[llvm-commits] [RFC/PATCH] introduce 'UseSSEx' predicates

Sun Aug 26 03:21:28 PDT 2012

On Fri, 2012-08-24 at 19:23 -0700, Eli Friedman wrote:
> On Fri, Aug 24, 2012 at 6:55 PM, Michael Liao <michael.liao at intel.com> wrote:
> > On Fri, 2012-08-24 at 18:14 -0700, Eli Friedman wrote:
> >> On Wed, Aug 22, 2012 at 10:27 AM, Michael Liao <michael.liao at intel.com> wrote:
> >> > Hi
> >> >
> >> > The attached patch adds several new predicates, namely UseSSE1, UseSSE2,
> >> > UseSSE3, UseSSSE3, UseSSE41, and UseSSE42.
> >> >
> >> > As the penalty of inter-mixing SSE and AVX instructions, we need prevent
> >> > SSE legacy insn from being generated except explicitly specified through
> >> > some intrinsics. For patterns both supported by both SSE and AVX, so
> >> > far, we force AVX insn will be tried first relying on AddedComplexity or
> >> > td location. It's error-prone and introduces bugs accidentally.
> >> >
> >> > 'UseSSEx' is disabled when AVX is turned on. For insns both supported by
> >> > AVX and SSE insns, we need this predicate to force VEX encoding only.
> >> >
> >> > For insns not inherited by AVX, we still use the previous predicates,
> >> > i.e. 'HasSSEx'. So far, these insns fall into the following categories:
> >> >   * SSE insns with MMX operands
> >> >   * SSE insns with GPR/mem operands only (xFENCE, PREFETCH, CLFLUSH,
> >> >     CRC, and etc.)
> >> >   * SSE4A insns.
> >> >   * MMX insns.
> >> >   * x87 insns added by SSE.
> >> >
> >> > With this patch, several inter-mixing cases are found and fixed from
> >> > regression tests.
> >>
> >> --- a/test/ExecutionEngine/MCJIT/test-common-symbols.ll
> >> +++ b/test/ExecutionEngine/MCJIT/test-common-symbols.ll
> >> @@ -1,4 +1,4 @@
> >> -; RUN: %lli -use-mcjit -O0 -disable-lazy-compilation=false %s
> >> +; RUN: %lli -use-mcjit -disable-lazy-compilation=false %s
> >>
> >>  ; The intention of this test is to verify that symbols mapped to COMMON in ELF
> >>  ; work as expected.
> >>
> >> What is the point of this change?
> >
> > So far, MCJIT cannot support the creation of '.rodata' section. This's
> > work around. I will file a bug for MCJIT.
> 
> Oh, I see...
> 
> How hard would it be to fix fast-isel so it can select vcvtsi2sdq?

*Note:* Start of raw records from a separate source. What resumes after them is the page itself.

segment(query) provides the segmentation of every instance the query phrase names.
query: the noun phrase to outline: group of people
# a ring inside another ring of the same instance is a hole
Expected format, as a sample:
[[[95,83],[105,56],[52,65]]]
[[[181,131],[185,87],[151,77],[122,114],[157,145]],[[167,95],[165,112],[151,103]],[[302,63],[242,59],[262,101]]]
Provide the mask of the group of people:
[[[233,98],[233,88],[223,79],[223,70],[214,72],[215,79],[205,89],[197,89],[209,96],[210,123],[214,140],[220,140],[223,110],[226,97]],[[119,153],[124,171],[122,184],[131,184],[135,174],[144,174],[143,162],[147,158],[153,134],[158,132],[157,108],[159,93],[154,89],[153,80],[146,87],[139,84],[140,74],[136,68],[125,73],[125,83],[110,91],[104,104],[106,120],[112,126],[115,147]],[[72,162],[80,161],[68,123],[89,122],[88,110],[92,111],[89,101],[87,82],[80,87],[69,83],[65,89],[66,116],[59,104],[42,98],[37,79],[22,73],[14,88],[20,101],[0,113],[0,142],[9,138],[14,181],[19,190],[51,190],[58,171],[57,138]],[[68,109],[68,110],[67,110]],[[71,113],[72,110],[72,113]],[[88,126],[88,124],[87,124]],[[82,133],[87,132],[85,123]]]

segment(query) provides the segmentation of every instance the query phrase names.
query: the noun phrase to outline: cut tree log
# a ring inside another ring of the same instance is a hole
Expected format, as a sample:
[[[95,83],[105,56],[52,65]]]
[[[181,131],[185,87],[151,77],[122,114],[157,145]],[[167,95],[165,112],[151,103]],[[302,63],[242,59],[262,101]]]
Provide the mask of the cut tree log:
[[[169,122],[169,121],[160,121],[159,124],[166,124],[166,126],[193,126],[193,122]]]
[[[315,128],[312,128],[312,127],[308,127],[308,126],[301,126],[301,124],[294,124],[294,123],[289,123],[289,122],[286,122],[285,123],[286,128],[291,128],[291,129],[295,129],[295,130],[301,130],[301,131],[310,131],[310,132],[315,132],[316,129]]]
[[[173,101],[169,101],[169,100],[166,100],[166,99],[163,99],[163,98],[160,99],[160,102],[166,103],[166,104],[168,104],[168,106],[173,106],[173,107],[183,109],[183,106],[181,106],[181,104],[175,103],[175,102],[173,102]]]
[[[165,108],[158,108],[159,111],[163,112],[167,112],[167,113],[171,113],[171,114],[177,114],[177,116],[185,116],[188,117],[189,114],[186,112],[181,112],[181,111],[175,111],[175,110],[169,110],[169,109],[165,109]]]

fast-isel only looks at patterns from Instructions but we have no way to
specify a source operand as implicit-defined. It seems to me it need
non-trivial effort to support it.

However, here is kind of hacky way to enable that by adding unary
version of vcvtsi2sdq, e.g.

let isCodeGenOnly = 1 in {
  def Unary_VCVTSI2SD64rr : SI<0x2A, MRMSrcMem, (outs FR64:$dst), (ins
GR64:$src), "vcvtsi2sd{q]\t{$src, $dst|$dst, $src}",
                               [(set FR64:$dst, (sint_to_fp GR64:
$src))]>;
}

It's OK to miss the middle operand as it's encodeded in VEX.VVVV which
is 1111 (e.g. 0) by default. So, the physical insn will always have %
xmm0 as the middle operand, i.e.

    vcvtsi2sdq %rN, %xmm0, %xmmN

Semantically, it doesn't nothing wrong (for scalar conversion.). But,
performance side, the dependency to %xmm0 may be an issue depending on
where the latest %xmm0 is updated.

A possible fix is to lower it into 3 operands post-RA and select the
farest physical register being updated.

Without such post-fix, this pattern should only be selected when
fast-isel is enabled and a new predicate for td to check TM options.

Yours
- Michael

> 
> -Eli